L’actualité nous livre un spectacle difficile, entre arrachages de vergers de pommiers et opérations syndicales musclées dans les étals de la grande distribution pour sensibiliser les consommateurs « au juste prix ».
Pertes de récolte suite aux conditions climatiques extrêmes de 2022, inflation au stade de détail, augmentation des salaires, du transport, des emballages, de l’énergie, des intrants… Les récriminations étaient longues, portées par la voix de Christiane Lambert, présidente de la FNSEA, venue prêter main forte aux producteurs de fruits et légumes à l’occasion du salon Sival à Angers, qui vient de fermer ses portes. « En pomme, les producteurs demandent seulement 20 centimes d’euros du kilo. Par rapport à la consommation annuelle, cela ne représenterait que 3,20 € de plus par an dans le budget des ménages ! Dès décembre, les producteurs ont pris conscience qu’ils allaient perdre de l’argent. Avec en prime des soupçons d’une certaine francisation, on en arrive malheureusement à ce gros tirage de sonnette d’alarme. Nous demandons solennellement à la grande distribution de revaloriser les prix de 20 centimes », tempête Christiane Lambert. « On a besoin de replanter des vergers, de continuer à investir, on doit passer à 60 % de la production française dans le plan de souveraineté de la filière fruits et légumes, on a un savoir-faire magnifique, on ne peut pas continuer dans la voie actuelle », alertent Christiane Lambert et Charlie Gautier, producteur de fruits dans la Sarthe et administrateur de la FNP Fruits.

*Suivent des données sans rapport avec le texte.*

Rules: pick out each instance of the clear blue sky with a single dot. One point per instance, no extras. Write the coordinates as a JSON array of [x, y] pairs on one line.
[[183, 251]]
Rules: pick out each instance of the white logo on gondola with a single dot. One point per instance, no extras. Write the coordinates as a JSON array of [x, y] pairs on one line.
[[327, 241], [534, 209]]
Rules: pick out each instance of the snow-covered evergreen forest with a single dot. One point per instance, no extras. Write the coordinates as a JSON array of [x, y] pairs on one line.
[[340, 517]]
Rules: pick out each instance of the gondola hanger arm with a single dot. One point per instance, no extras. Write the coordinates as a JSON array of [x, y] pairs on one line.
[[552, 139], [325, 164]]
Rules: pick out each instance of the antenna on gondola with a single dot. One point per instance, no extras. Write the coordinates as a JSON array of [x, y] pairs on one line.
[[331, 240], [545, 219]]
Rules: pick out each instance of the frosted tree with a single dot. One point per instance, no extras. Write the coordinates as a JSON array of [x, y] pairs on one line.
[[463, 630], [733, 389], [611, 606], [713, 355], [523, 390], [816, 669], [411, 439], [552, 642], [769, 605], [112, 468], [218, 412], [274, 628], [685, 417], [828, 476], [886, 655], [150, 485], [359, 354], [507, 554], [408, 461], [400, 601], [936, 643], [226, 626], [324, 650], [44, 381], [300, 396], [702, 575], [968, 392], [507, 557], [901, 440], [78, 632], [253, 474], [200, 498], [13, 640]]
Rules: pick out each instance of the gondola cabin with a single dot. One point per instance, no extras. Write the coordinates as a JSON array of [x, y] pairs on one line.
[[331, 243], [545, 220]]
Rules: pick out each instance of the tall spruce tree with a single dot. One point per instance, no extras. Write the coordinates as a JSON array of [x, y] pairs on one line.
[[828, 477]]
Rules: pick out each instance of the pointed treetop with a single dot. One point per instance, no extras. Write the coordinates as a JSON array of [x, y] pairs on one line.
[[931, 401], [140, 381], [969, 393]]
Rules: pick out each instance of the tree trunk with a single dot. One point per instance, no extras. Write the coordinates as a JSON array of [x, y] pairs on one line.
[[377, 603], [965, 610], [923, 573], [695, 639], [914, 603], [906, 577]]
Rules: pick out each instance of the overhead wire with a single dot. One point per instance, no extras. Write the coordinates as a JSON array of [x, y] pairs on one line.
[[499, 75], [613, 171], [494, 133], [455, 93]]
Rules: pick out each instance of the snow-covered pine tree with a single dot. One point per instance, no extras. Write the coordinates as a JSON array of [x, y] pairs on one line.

La tonalité n’est guère meilleure en maraîchage, comme en témoigne Régis Chevallier, le nouveau président de la Fédération des maraîchers nantais. Surtout pour des productions spécifiques comme le radis ou les légumes primeurs, qui ont souffert des conditions de l’application de la loi Agec en 2022. C’est bien simple : « Nos coûts de revient explosent. Les maraîchers doivent prendre des décisions radicales, entre licencier du personnel et changer de productions. Depuis un an, l’inflation conjuguée au manque d’eau et à la flambée des matières premières nous pousse à baisser notre activité. C’est un bouleversement. » D’autres combats sont menés, notamment vis-à-vis du projet de loi ZAN (« Zéro artificialisation nette »), un objectif fixé à horizon 2050 par la loi climat et résilience du 22 août 2021, et qui vise à lutter contre la perte d’espaces naturels et agricoles. « C’est un prétexte pour interdire la construction d’abris ou de serres. Nous nous battons avec nos élus pour leur expliquer que le maraîchage nantais a une vocation nourricière et que ses infrastructures de production ne sauraient être considérées comme artificialisantes dans les documents d’urbanisme », explique Régis Chevallier.

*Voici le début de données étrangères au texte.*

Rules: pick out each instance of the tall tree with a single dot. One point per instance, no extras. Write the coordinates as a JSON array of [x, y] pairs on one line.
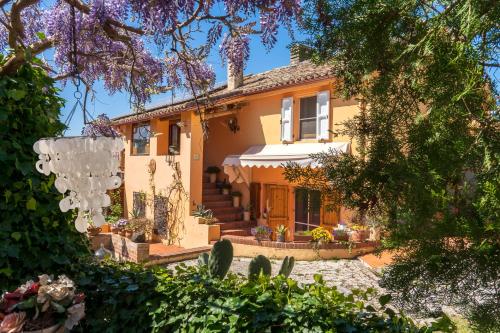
[[428, 170], [112, 38]]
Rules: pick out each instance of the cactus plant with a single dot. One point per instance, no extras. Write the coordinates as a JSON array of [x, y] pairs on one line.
[[220, 258], [287, 266], [257, 265], [203, 259]]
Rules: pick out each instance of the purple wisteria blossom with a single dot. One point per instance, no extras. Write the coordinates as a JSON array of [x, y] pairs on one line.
[[140, 46]]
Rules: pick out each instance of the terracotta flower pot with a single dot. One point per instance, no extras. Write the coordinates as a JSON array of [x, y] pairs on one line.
[[359, 235], [94, 231], [246, 216], [213, 177], [52, 329]]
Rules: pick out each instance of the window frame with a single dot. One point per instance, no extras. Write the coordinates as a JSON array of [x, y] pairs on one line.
[[133, 140], [173, 123], [300, 119]]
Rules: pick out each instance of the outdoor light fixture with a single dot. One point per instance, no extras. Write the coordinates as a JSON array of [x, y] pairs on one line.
[[86, 168], [232, 123]]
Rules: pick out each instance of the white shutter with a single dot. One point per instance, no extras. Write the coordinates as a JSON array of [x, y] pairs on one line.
[[322, 112], [287, 119]]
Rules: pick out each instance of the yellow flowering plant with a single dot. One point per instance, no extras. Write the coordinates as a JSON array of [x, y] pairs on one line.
[[321, 234]]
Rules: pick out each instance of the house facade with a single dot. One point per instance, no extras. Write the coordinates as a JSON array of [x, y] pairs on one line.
[[249, 129]]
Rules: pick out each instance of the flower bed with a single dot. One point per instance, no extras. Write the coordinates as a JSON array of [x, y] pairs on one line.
[[46, 305], [122, 247]]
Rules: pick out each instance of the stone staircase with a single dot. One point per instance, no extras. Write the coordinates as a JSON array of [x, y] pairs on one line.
[[230, 218]]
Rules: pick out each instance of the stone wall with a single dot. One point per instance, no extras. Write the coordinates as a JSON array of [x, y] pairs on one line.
[[123, 248]]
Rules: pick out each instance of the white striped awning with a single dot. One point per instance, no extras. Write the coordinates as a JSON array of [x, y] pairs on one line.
[[277, 155]]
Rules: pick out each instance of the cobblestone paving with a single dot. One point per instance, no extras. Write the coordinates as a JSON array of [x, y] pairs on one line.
[[344, 274]]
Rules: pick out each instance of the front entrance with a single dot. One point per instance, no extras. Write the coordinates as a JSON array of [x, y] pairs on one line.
[[307, 210], [277, 202]]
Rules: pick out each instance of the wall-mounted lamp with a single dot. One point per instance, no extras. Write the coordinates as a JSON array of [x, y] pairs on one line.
[[232, 123]]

Dans ce tableau alarmiste, des espoirs sont toutefois permis. « Nous travaillons depuis plusieurs mois pour aborder tous les sujets dans le plan de souveraineté de la filière. Je sens qu’une mécanique positive est en train de s’enclencher. Il y a une prise de conscience : sur le réglementaire, la technique, le renouvellement des générations », nuance Cyril Pogu, vice-président de Légumes de France. La filière peut compter également sur « l’écoute et l’engagement total » de Marc Fesneau, ministre de l’Agriculture et de la Souveraineté alimentaire, à défaut d’annonces immédiates.

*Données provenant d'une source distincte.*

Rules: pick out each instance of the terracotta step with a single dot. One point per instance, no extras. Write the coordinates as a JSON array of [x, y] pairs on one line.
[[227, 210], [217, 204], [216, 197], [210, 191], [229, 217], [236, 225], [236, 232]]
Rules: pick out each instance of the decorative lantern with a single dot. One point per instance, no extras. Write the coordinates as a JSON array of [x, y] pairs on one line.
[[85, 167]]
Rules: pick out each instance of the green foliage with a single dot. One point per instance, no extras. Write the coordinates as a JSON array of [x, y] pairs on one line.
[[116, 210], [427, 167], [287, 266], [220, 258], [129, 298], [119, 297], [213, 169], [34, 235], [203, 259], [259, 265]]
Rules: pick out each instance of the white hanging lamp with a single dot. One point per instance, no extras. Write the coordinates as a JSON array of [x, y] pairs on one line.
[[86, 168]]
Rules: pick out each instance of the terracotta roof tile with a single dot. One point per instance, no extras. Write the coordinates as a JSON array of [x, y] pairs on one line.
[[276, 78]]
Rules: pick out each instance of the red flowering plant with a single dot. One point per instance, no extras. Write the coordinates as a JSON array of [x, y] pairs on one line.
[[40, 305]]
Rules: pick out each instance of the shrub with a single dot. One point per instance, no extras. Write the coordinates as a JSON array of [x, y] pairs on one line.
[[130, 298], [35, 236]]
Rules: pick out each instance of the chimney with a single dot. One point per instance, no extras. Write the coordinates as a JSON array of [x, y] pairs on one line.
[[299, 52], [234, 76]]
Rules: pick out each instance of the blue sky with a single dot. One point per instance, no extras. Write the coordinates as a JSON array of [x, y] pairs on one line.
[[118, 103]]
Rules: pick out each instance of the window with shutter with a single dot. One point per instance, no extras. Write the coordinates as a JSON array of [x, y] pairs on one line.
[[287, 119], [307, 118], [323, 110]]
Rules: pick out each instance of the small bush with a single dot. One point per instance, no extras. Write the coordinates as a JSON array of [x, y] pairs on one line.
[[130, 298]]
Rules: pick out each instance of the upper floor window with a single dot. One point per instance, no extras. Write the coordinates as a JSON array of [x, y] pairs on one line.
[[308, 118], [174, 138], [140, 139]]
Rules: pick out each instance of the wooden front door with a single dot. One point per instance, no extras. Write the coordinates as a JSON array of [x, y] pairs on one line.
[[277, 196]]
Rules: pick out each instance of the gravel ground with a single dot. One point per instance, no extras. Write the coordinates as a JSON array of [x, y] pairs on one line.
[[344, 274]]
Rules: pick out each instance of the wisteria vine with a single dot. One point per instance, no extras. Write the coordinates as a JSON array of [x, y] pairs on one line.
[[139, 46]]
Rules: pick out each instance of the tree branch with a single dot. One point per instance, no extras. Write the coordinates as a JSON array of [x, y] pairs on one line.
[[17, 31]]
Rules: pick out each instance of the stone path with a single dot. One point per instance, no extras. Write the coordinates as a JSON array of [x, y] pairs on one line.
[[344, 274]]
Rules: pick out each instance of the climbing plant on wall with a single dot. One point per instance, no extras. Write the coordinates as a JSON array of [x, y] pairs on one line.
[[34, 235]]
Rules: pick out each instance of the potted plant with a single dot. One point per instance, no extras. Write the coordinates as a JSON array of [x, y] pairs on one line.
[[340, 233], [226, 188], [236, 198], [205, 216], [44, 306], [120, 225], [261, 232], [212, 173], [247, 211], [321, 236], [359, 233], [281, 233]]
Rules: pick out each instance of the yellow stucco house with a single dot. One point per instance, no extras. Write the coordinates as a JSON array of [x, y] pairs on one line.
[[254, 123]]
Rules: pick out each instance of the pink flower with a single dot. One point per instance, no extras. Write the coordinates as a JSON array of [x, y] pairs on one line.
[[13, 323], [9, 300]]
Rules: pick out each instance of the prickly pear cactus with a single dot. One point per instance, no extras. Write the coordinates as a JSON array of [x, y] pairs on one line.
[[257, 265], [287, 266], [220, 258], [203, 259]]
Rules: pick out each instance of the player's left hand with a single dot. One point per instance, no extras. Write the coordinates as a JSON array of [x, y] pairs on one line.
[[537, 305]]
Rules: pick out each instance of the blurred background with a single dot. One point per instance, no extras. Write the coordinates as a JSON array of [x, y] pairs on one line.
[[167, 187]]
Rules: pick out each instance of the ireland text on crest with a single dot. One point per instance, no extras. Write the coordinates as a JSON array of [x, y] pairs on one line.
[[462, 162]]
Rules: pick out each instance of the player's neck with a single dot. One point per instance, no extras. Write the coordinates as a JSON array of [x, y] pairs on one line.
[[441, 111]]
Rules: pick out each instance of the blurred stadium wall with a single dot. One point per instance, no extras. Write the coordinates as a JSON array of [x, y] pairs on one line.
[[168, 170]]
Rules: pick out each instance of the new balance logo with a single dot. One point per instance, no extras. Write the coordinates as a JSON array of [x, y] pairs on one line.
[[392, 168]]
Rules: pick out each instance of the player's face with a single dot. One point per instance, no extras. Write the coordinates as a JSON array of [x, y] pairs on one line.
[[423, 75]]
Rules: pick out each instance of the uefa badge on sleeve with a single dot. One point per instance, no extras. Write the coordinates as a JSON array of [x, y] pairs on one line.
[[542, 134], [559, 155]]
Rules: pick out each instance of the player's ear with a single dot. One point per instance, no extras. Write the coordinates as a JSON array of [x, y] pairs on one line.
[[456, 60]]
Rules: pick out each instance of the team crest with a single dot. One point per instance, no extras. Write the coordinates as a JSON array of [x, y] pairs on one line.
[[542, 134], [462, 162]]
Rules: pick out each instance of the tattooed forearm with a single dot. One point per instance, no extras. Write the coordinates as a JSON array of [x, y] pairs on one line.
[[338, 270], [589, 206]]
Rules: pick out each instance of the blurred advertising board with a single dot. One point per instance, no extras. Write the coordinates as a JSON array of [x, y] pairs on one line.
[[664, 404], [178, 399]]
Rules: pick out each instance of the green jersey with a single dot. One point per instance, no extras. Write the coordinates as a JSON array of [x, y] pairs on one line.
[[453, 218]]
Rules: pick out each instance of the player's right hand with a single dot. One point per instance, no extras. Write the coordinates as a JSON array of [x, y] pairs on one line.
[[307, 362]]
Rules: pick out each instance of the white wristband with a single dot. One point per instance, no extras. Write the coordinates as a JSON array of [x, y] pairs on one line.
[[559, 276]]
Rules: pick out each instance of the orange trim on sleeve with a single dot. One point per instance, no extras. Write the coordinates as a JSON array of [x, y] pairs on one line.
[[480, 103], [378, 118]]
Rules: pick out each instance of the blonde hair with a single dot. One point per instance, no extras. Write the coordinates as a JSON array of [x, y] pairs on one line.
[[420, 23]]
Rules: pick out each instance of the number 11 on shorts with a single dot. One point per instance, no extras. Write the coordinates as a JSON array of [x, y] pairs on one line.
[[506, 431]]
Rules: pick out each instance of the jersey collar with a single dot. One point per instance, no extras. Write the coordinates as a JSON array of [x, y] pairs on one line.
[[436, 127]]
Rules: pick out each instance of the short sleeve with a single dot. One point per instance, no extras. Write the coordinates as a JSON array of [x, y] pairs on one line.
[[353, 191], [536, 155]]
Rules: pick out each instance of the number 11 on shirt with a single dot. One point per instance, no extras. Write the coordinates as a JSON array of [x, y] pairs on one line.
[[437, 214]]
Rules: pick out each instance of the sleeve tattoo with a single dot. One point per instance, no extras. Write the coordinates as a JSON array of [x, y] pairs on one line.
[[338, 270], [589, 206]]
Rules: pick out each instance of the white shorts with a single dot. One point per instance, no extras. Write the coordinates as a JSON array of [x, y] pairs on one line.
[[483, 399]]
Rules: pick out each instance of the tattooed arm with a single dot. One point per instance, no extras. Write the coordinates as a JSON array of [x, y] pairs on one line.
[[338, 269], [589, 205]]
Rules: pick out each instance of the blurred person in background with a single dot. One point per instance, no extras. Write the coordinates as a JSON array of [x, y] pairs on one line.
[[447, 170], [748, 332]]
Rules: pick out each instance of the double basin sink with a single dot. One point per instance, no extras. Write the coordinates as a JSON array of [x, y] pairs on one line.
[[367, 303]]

Ces professionnels soutiennent par ailleurs le projet de loi Descrozaille visant à « sécuriser l’approvisionnement en produits de grande consommation », qui a contribué à opposer radicalement producteurs et distributeurs et enflammer ces derniers. À cette heure-ci, le projet de loi vient d’être adopté par l’Assemblée nationale, après ajustements de l’article 3 sur les négociations commerciales, avant d’être examiné par le Sénat à partir de mi-février. Quant à la crise énergétique, si les professionnels soulignent l’effort gouvernemental des mesures d’accompagnement tel le report de paiement des impôts et des cotisations sociales pour les entreprises en difficulté, ils les estiment « loin d’être suffisantes ».« L’heure n’est plus aux simples mesures de soulagement de la trésorerie, mais bien à la réduction effective des charges liées à l’énergie par la mise en place d’un bouclier tarifaire, à l’instar de celui réservé aux particuliers ! », plaide la FNSEA.